戦争の発端がドワーフ側に義があるからである。
バーン帝国は軍備強化の為ドワーフ王国に対し特産である武器の輸出をバーン帝国経由で行うという法律を勝手に作り違反すればバーン帝国に叛意があるとして戦争をふっかけたのである。
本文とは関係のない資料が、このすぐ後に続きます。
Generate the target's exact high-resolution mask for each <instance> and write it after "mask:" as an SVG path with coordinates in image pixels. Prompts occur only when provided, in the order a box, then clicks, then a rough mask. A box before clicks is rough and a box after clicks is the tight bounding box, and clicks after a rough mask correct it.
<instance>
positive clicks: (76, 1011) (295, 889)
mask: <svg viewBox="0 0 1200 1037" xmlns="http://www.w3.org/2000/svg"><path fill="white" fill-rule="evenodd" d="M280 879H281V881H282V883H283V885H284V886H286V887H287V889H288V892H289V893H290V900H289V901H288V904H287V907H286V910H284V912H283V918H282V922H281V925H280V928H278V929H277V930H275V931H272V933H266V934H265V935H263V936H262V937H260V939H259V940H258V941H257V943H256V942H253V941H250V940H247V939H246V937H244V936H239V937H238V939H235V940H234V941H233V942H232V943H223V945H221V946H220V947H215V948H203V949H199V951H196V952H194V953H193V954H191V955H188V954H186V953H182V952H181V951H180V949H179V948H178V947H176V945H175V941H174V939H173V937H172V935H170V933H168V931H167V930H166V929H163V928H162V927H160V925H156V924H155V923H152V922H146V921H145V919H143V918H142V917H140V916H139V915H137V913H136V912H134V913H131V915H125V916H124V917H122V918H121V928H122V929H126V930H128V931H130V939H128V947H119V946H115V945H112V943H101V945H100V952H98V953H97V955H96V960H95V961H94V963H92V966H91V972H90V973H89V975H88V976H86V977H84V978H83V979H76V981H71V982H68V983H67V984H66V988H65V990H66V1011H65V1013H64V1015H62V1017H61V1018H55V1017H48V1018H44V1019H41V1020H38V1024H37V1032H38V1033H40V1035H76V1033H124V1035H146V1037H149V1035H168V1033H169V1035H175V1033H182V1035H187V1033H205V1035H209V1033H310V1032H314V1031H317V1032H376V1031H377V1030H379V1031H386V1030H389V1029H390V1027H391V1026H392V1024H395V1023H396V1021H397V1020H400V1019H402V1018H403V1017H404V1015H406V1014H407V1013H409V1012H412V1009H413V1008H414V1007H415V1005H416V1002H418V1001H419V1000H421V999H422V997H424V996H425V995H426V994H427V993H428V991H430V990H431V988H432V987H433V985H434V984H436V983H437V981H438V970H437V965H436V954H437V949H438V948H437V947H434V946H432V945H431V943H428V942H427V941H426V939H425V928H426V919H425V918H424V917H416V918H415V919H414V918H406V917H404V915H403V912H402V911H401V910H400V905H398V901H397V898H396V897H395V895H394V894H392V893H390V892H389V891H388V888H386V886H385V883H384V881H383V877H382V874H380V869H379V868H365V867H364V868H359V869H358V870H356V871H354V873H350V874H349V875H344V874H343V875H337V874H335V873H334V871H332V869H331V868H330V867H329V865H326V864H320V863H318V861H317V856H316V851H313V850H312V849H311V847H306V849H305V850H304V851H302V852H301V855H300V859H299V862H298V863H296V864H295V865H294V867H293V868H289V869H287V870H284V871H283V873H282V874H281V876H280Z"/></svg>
もともとドワーフ王国は豊かである。国の山脈はいたるところが鉱山で金、銀、鉄、銅、錫。またミスリルやアダマンタイト等も取れる。それを1流の職人であるドワーフが鍛えるのだ。売れないはずがない!
おそらくバーン帝国はその財を求めたのだろう。
バーン帝国とドワーフ王国の間にはガナッシュ大河がある。川幅は3km。その川に大きな橋が架かっている。300年前にドワーフたちが作った石橋である。これを壊せば戦争は終わる。が、今後100年は往来ができなくなる。それを踏まえて私はバーン帝国側の橋の入り口に陣取った。
今回は実験中の『電磁砲』を試してみる。
「マール、コレは新術だ!よく観察しておくように!」
「ハイ!」
まずは…。『拡声』を使い警告を成す。
「バーン帝国の騎士に告ぐ!コレより新術の実験を開始する。巻き込まれたくなければ即刻退去せよ!コレは演習では無い!」
「なにをふざけたコトを!騎士団突撃!」
「第1騎士団、第4騎士団、第5騎士団突撃!!」
さて、空気中の酸素、二酸化炭素、窒素などの陽子をイジって…2cm幅の螺旋状に誘導電子を正極へ変えて、ドワーフから分けて貰った2cm程の鉄球を負極へ…そして加電して指で弾けば…!
キューーーーーーーーン
一瞬光の線ができて次の瞬間には
ズドドドドドドっ!!
誘導通りバーン帝国側の山脈貫きその後、吹き飛ばした!
今回は空気中に砲身を作って鉄球を打ち出した。加速に電磁気を使っている。そんなイメージだ…。まあ一部空気抵抗の為ジュール熱が発生してプラズマ化していたが、光の線の正体はコレである。周囲はオゾンの匂いがしている。…多分音速は軽く超えている。
「マール、この技は90%科学の技だ!」
さて、騎士団を見ると騎馬も兵士も竦んでいた。
まだ1発目なのだが…。
「次に喰らいたいのはどいつだ?」
2射目の準備をすると…。
「ひぃぃぃぃぃ」
「やはり天魔の魔女には敵わねぇー」
…騎士団は蜘蛛の子を散らすように逃げて行った。
せっかくの実験が台無しにである。
電極の反転や球の大きさを変えたり…やりたいコトはいっぱいあったのだが…。
どさくさでもう1回くらい…?
と考えていると、
「ユキ様、また派手にやりましたね!」
ムスターファからの念話である。奴め、何処からか見ていたな!
「わかった、撤収するから!行き先はドワーフ王国でいいな?」
「お待ちしています」
ふん、とりあえず向かうか…。
「マール、帰るよ」
「ハイ!」
私は転移した。
『電磁砲』はほぼ成功したので次は『荷電粒子砲』にチャレンジして見るか…。
ちなみに荷電粒子砲は素粒子を加速させる技です。